Antes do A, vem o espermatozóide e o óvulo, que não foram incluídos na questão. Deve-se também proibir contraceptivos e masturbação?
Não sou favorável ao aborto, mas estou me adiantando aqui ao que será dito.
Também não sou favorável ao aborto e a eutanásia. E não sou contra tampouco.
Não sei qual a solução para estes problemas, talvez sejam daqueles problemas sem solução.
O criador do tópico se refere ao perigo de relativizar o homicídio, mas o problema mesmo está em se relativizar o valor da vida humana.
Muitos acham que todos que se posicionam contra aborto e eutanásia o fazem por considerações de natureza religiosa. Não entendem porque alguém, se não crê em Deus e em alma, pode querer obrigar um doente terminal a um cruel sofrimento inútil. Ou pode pensar que um mero aglomerado de células que nem formaram neurônios ainda, pode ter o mesmo valor de um ser humano consciente e plenamente saudável.
Parece absurdo.
No entanto, na verdade, os juristas precisam decidir sobre estas questões analisando à luz da experiência histórica.
Todos nós já nascemos na era da Carta Universal dos Direitos Humanos, que em seus artigos VI e VII declara:
Artigo VI
Todo ser humano tem o direito de ser, em
todos os lugares, reconhecido como pessoa
perante a lei.
Artigo VII
Todos são iguais perante a lei e têm direito,
sem qualquer distinção, a igual proteção da
lei. Todos têm direito a igual proteção contra
qualquer discriminação que viole a presente
Declaração e contra qualquer incitamento a
tal discriminação.
Esse documento, implicitamente, declara que a vida do homem é um valor absoluto. E que a vida de nenhum ser humano pode valer menos que a de outro.

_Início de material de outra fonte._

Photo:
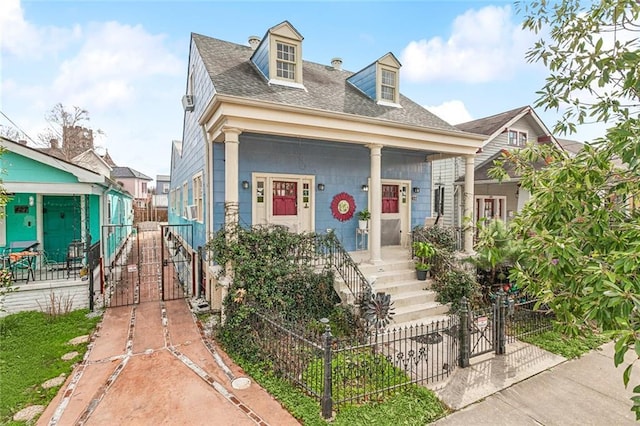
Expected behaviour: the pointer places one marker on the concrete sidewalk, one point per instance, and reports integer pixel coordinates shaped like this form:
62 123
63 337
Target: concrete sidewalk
585 391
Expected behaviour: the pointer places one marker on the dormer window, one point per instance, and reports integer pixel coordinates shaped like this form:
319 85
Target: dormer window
388 85
379 81
286 61
517 138
279 56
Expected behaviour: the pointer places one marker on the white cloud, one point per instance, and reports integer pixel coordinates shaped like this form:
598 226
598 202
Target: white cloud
112 62
484 45
453 112
20 38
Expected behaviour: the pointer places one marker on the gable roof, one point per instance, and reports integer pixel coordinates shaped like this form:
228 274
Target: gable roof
107 159
87 155
128 172
491 124
481 173
571 145
81 173
325 88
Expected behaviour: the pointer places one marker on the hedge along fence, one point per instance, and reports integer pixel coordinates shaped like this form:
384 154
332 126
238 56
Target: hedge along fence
342 371
355 370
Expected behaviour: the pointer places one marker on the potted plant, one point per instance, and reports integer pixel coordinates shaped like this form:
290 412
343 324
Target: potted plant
363 218
424 251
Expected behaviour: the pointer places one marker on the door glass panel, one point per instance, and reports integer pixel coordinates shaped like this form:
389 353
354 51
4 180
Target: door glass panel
285 198
390 199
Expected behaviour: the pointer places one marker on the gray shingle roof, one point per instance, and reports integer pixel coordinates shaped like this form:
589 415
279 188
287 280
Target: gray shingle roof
232 73
128 172
489 125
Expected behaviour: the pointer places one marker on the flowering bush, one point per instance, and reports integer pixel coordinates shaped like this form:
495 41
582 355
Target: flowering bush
5 277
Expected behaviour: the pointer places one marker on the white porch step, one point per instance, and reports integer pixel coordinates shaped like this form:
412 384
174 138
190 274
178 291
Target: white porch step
418 313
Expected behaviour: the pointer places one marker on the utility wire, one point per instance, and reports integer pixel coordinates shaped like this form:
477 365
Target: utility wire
17 127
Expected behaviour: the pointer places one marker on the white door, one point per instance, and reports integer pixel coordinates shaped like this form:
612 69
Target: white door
285 200
490 207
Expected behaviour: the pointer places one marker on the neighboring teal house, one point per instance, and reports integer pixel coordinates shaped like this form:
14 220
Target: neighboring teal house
57 204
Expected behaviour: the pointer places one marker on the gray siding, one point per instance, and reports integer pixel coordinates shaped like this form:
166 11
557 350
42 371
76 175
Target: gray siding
192 160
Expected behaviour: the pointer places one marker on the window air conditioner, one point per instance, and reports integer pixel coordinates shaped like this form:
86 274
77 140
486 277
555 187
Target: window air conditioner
191 212
187 102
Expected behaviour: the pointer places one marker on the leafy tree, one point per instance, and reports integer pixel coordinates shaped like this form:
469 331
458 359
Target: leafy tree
580 231
10 133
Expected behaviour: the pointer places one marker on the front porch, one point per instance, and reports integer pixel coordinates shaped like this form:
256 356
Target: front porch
39 283
413 301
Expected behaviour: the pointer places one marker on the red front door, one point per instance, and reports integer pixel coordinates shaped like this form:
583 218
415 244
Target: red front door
285 198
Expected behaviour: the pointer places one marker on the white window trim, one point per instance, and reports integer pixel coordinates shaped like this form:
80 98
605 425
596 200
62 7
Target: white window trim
198 196
185 199
273 60
518 133
387 102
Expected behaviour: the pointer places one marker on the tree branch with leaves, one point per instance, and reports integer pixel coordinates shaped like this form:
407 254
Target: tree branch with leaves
580 230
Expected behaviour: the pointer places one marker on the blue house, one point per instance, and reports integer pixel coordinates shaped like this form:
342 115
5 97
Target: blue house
270 138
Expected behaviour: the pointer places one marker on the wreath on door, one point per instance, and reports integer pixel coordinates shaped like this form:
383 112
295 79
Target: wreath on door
343 206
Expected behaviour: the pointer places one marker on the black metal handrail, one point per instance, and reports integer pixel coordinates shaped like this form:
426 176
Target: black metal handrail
328 251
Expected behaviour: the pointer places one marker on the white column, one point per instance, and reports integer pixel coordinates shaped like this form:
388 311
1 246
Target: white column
469 178
231 199
375 189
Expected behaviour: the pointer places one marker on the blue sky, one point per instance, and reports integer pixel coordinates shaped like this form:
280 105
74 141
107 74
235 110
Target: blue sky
126 62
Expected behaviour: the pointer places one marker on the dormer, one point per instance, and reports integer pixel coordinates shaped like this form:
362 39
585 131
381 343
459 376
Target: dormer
380 81
279 56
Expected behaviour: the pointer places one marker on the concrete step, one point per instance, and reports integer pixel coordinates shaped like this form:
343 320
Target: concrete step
419 312
410 298
394 265
391 276
399 287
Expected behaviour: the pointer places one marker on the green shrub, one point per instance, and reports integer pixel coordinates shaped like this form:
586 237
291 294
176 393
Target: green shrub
443 237
453 284
355 375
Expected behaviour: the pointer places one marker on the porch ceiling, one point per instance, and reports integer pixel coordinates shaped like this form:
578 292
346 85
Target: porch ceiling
276 119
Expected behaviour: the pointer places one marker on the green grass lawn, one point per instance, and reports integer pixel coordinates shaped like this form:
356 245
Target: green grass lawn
31 344
567 346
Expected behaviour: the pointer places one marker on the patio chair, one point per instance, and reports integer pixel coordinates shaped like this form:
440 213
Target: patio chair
18 262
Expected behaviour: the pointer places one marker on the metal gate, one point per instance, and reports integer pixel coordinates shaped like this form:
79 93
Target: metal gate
482 331
145 262
178 262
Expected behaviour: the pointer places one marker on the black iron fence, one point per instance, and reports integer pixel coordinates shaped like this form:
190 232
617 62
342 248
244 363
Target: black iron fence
525 318
339 371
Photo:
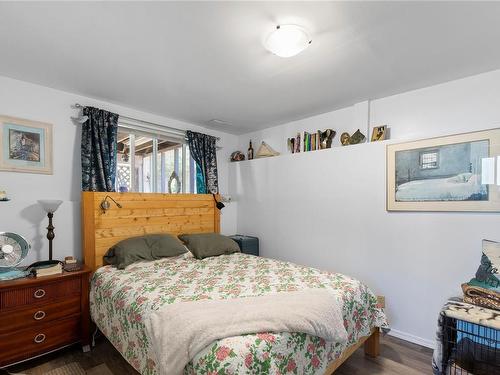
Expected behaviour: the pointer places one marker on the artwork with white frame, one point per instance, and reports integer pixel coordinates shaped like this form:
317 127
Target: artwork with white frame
452 173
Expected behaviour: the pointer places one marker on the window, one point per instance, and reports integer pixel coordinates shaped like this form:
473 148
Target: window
429 159
150 163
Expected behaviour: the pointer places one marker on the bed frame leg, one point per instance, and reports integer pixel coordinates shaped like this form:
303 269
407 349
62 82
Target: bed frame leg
372 345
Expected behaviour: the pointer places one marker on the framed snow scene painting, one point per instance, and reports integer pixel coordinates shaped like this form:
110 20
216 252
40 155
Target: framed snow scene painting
454 173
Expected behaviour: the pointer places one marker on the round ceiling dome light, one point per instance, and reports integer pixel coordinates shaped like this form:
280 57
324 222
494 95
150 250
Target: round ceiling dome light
287 40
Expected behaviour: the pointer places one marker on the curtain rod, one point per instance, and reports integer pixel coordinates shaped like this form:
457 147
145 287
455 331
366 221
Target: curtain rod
79 106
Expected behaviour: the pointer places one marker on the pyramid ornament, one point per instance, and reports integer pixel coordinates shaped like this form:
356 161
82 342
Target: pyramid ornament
265 151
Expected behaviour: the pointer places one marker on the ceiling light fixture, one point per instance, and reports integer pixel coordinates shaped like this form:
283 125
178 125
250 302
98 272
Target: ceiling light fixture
287 40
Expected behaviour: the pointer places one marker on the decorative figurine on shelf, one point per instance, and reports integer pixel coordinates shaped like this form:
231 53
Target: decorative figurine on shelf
344 138
354 139
250 151
265 151
237 156
379 133
357 137
326 138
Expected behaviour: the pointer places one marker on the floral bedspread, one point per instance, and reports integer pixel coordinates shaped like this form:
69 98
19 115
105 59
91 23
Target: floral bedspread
121 299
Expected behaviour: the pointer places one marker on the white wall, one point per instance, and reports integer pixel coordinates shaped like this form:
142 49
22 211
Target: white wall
22 214
327 208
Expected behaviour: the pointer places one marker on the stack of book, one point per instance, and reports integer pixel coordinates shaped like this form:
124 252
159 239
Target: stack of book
50 270
294 144
312 141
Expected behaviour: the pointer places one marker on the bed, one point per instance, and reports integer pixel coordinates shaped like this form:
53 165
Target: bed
121 299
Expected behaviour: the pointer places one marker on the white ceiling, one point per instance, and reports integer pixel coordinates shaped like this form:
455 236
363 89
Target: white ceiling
197 61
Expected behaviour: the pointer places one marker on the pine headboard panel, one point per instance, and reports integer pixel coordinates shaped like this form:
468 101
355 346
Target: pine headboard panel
142 213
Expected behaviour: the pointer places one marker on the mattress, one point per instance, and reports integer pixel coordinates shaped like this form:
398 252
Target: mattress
121 299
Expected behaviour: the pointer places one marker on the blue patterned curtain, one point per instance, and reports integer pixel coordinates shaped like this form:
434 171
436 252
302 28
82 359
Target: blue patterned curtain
204 152
99 135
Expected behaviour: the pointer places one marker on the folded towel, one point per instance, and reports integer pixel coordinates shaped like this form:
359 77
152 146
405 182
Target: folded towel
481 296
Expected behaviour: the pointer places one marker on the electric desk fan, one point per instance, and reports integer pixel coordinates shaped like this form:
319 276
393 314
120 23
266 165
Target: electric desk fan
13 249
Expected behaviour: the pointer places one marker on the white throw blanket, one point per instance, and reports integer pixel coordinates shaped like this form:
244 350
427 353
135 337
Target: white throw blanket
179 331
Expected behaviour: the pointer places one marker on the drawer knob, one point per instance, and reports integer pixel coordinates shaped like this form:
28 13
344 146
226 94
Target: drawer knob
39 293
39 315
39 338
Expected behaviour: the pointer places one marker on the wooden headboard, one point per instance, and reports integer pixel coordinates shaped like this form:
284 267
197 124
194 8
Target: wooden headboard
142 213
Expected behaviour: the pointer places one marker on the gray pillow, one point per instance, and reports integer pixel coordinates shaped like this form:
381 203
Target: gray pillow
148 247
204 245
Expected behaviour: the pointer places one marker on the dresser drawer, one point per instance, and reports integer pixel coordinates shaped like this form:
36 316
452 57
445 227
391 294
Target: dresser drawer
36 340
40 293
35 316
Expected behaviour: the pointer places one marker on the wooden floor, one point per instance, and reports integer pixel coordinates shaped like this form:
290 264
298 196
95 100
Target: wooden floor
397 357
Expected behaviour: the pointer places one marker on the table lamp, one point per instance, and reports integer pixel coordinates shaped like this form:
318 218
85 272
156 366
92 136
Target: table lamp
50 206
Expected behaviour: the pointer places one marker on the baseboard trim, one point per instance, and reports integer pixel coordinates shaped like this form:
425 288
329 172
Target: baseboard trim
412 338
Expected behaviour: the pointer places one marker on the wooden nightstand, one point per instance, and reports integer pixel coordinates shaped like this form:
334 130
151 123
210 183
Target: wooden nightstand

Mas nem sempre foi assim...
De fato este é um conceito muito novo na História. Desde que sabemos, em todas as épocas, em todos os lugares, essa ideia nunca fez o menor sentido para os povos.
A escravidão só foi abolida há pouco mais de cem anos. Plebeus sempre foram menos humanos que nobres, mulheres menos que homens, crianças menos que adultos. A vida do estrangeiro não tinha o mesmo valor, muitas religiões praticaram sacrifícios humanos, os judeus se julgaram superiores aos gentios, assim como quase todos os outros povos também pensavam.
Há muito pouco tempo, na década de 30 do século passado, o racismo se apoiava em teorias cientificistas, e ninguém se envergonharia de expressar opiniões racistas publicamente. Eugenia era algo levado muito a sério, mais até nos Estados Unidos e na Inglaterra que na própria Alemanha nazista.
Henry Ford, o mais notório empresário do mundo, escrevia ( e assinava ) artigos anti-semitas.
Os nazistas não inventaram os campos de concentração e extermínio. Isso já havia existido na Ìndia britânica, na África do Sul, na União Soviética. Limpeza étnica não foi uma prática tão chocante. Esses extermínios comandados por um Estado ocorreram com índios na América do Norte, na América Espanhola, Portuguesa, em quase todo mundo colonial. No Congo Belga, em pleno séc. 20, o rei Leopoldo pode ter exterminado mais de 5 milhões de pessoas. Também existiu o holocausto ucraniano, o armênio...
Mas então veio a segunda guerra e deu no que deu. E com a descoberta das atrocidades dos nazistas a humanidade finalmente se deu conta do perigo que todos corremos ao se relativizar a vida humana.
Toda vida humana tem o mesmo valor, mesmo que isto seja uma mentira. Mesmo que seja uma fantasia pensar que um punhado de células menos complexa que uma samambaia é tão importante quanto você.
Porque quando se admite a ideia de que as vidas humanas podem ter pesos diferentes, então está aberta a discussão sobre onde pôr a linha divisória. Aí é que mora o perigo.
Se o embrião é menos humano, também talvez não o será um bebê com hidrocefalia? Mas se esse bebê é menos humano, talvez seja um pouco menos humano alguém com extrema deficiência mental. Ou com alguma deficiência mental. Ou o negro, ou o judeu, ou o índio, ou o homossexual, ou o... e aí vamos descendo a ladeira.
Até que um dia a ladeira pode chegar até você.